My good friend Ashley Boroda, a stand-up comedian, scriptwriter & agent once told me of a gig he did years ago in a smokey basement club in London. It seemed to go pretty well – plenty of laughs and a great atmosphere – but during the performance one thing had unsettled him.
Throughout the whole set he had noticed a large man stood at the back, his arms folded and wearing a very serious expression. “Why wasn’t I getting through to him?” Ashley thought. A while later this same man, face fixed in the same position, walked across the room towards Ashley. My friend braced himself.
“Really enjoyed that, mate. Nice one,” said the man.
Now Ashley’s a funny guy and of course there are plenty of people who speak in a manner that thoroughly deserves a blank expression from the listener! But it’s also true that many people just don’t react to whatever is said; they’re poor listeners because they’re not giving the feedback people need to relax and open up.
Think about it – how does it feel when you get no reaction from the person you’re talking to? You might be in an interview or a networking conversation and you’re getting the kind of blank expression that poker players favour – like the dastardly Lechiffre in the Casino Royale Bond movie.
You might say, “Ah that’s the point, I want to test someone, unsettle them and see how they respond.” Well, if that’s your intention, fine. But for the most part non-reactive listening simply makes a conversation dry up. If the purpose of an exchange is to get people to open up, find common ground and maybe build a relationship it helps neither party.
The listener’s reaction is the vital feedback you need to see how you’re doing when you’re talking. It tells you if they’re getting it, liking it, disagreeing with you, or getting confused. It gives you the indicators you need to either continue in the same vein or change tack.

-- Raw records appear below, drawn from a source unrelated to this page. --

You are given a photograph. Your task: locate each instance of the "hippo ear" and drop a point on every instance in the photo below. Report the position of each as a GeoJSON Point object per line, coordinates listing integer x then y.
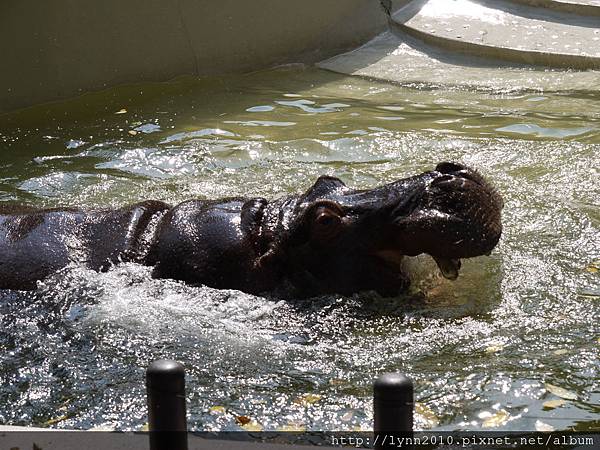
{"type": "Point", "coordinates": [324, 187]}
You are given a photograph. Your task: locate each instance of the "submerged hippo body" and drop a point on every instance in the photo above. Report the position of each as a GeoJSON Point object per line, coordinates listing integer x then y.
{"type": "Point", "coordinates": [331, 239]}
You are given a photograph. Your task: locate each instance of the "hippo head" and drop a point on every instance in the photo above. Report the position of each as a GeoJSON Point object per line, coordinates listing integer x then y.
{"type": "Point", "coordinates": [342, 240]}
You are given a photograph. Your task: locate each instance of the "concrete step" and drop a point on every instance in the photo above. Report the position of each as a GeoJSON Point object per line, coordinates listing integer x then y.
{"type": "Point", "coordinates": [401, 59]}
{"type": "Point", "coordinates": [505, 30]}
{"type": "Point", "coordinates": [581, 7]}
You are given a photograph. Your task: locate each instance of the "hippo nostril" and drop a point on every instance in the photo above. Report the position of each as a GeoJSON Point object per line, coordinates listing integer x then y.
{"type": "Point", "coordinates": [449, 167]}
{"type": "Point", "coordinates": [442, 179]}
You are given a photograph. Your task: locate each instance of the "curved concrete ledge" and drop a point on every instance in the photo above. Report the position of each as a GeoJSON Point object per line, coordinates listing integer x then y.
{"type": "Point", "coordinates": [529, 57]}
{"type": "Point", "coordinates": [55, 50]}
{"type": "Point", "coordinates": [499, 30]}
{"type": "Point", "coordinates": [580, 7]}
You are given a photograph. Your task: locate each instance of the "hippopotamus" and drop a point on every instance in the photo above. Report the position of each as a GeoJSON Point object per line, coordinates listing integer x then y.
{"type": "Point", "coordinates": [330, 239]}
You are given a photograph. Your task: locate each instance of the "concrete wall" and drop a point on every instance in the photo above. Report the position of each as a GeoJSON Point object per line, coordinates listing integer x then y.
{"type": "Point", "coordinates": [56, 49]}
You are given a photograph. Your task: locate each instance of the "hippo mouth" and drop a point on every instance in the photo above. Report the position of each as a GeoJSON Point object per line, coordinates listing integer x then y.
{"type": "Point", "coordinates": [454, 214]}
{"type": "Point", "coordinates": [392, 261]}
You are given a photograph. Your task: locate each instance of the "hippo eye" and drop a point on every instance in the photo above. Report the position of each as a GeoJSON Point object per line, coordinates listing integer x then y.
{"type": "Point", "coordinates": [326, 223]}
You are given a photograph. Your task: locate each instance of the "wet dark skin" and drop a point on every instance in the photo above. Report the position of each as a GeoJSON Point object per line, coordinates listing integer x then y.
{"type": "Point", "coordinates": [331, 239]}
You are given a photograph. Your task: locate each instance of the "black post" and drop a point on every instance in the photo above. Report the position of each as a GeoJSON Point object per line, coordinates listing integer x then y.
{"type": "Point", "coordinates": [393, 406]}
{"type": "Point", "coordinates": [165, 389]}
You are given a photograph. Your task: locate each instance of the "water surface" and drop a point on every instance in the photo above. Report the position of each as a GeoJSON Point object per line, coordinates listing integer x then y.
{"type": "Point", "coordinates": [516, 330]}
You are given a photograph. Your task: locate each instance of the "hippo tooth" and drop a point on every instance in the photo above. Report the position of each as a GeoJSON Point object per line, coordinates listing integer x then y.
{"type": "Point", "coordinates": [449, 267]}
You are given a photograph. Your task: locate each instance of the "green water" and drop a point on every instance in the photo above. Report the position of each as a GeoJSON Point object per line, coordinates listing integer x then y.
{"type": "Point", "coordinates": [487, 350]}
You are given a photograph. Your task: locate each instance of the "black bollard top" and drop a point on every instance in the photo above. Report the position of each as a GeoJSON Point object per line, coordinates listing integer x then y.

If you’ve had some training in listening skills you’ll know that it’s very much an active thing, not at all a matter of standing back and soaking up what’s thrown at you. Great listeners are actively engaged in the conversation, nodding, uumming, asking questions, making facial gestures and summarising what they think. Listening deeply is hard work.
So why are some people failing to listen in this way? It’s largely because they never get any feedback on their lack of feedback! That’s why it’s worth swallowing some pride and asking people to assess your performance as a listener. Get some professional help through some role plays and watch how good (and poor) listeners perform in real life.
Developing great listening skills and dumping the poker face will help you get better material from your conversational partner. It takes a bit of practice of course – at first it will feel unnatural and can appear forced and inauthentic. But after a while people will feel more encouraged when they talk to you; they’ll start to trust you and confide in you, the bedrock of solid, long-lasting relationships.